In his year-in-review blog post, Karpathy called Anthropic's Claude Code "the first convincing demonstration of what an LLM Agent looks like" and said OpenAI got the architecture wrong by focusing on cloud-based agents rather than ones running locally on the developer's machine. Boris Cherny, the creator of Claude Code, replied to Karpathy's December post with a similar observation, and Karpathy responded with a characteristically blunt metaphor: "You point the thing around and it shoots pellets or sometimes even misfires and then once in a while when you hold it just right a powerful beam of laser erupts and melts your problem."
That metaphor, honestly, is more useful than the headline claim. The laser-versus-pellet distinction captures what most developers actually experience: wildly inconsistent results where the gap between success and failure depends on factors that are hard to articulate.
From vibe coding to agent engineering
There's a subtle but important shift in Karpathy's framing since last year. Vibe coding was about surrendering control. "Fully give in to the vibes, embrace exponentials, and forget that the code even exists," he wrote in February 2025. A year and change later, he's describing something that sounds like management. You spin up agents, give them tasks in English, review their work, iterate. The big prize, he says, is learning to "climb higher in the levels of abstraction: setting up long-lived orchestrator agents with the right tools, memory, and instructions that productively manage several parallel coding agent instances for you."
That's not vibing. That's project management for robots.
The security and quality concerns that plagued vibe coding haven't disappeared with this framing shift. A CodeRabbit analysis from December 2025 found AI co-authored code contained 1.7 times more major issues than human-written code, with security vulnerabilities running 2.74 times higher. In May 2025, a security researcher scanning apps built with the vibe coding platform Lovable found 170 out of 1,645 exposed sensitive user data with no authentication required.
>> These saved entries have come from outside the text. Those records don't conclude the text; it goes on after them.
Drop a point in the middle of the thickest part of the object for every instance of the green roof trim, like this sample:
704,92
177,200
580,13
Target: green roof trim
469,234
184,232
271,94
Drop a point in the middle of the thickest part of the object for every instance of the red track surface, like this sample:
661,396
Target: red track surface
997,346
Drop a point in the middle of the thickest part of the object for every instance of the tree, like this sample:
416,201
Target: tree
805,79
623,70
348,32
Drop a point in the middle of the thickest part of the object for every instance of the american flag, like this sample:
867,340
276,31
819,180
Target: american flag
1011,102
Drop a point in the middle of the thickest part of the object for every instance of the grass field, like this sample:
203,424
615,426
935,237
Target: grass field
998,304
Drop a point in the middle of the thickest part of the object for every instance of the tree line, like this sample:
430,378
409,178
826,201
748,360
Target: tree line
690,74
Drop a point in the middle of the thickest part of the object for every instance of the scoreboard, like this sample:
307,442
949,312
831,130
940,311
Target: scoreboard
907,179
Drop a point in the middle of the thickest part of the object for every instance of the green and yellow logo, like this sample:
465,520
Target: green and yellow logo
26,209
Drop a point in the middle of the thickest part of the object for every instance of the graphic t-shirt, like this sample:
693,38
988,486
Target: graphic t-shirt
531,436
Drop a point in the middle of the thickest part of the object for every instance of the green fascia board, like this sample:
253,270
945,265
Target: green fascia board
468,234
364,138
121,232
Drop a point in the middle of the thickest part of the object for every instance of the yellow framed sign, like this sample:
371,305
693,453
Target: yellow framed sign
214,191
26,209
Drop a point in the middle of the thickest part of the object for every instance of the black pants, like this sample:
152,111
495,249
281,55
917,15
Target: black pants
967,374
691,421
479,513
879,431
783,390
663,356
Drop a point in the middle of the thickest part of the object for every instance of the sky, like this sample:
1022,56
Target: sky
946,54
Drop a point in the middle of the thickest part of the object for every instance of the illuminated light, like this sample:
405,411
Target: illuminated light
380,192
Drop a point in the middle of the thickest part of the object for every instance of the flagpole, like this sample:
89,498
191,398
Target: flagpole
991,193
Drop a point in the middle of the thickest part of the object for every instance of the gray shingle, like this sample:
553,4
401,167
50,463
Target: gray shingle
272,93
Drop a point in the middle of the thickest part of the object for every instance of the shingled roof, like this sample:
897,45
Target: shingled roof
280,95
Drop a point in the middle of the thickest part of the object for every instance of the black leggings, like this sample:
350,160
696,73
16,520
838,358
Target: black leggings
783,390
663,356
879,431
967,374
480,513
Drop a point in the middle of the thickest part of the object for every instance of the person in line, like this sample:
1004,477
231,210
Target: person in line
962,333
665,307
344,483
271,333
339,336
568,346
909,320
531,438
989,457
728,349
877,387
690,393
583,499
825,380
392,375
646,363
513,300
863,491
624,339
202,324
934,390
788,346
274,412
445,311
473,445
Agent orchestration adds another layer of abstraction on top of code nobody fully reviews, which should make anyone building production systems nervous.
The skill gap question
Back in December, Karpathy admitted he'd "never felt this much behind as a programmer" and called the failure to claim a 10x productivity boost a "skill issue." His latest post doubles down. He says the key skill is now decomposing tasks correctly: handing agents what works and helping at the edges. High-level guidance, judgment, taste, and iteration still matter. Models are stochastic and fallible. You need intuition for what to delegate and what to control.
None of this is controversial, but the "it's not business as usual" framing assumes a consensus that doesn't exist. Plenty of experienced engineers, including Karpathy himself just months earlier, have found agents unreliable for anything novel. He hand-coded his Nanochat project because agents "just didn't work well enough" for it. The question isn't whether agents are useful. They are. The question is whether December 2025 really was a threshold crossing or just another point on a curve that keeps moving.
Karpathy's next follow-up post will probably tell us more. For now, the best summary might be his own, from that same X thread in December: "People who aren't keeping up even over the last 30 days already have a deprecated world view on this topic." If true, most of us are already behind.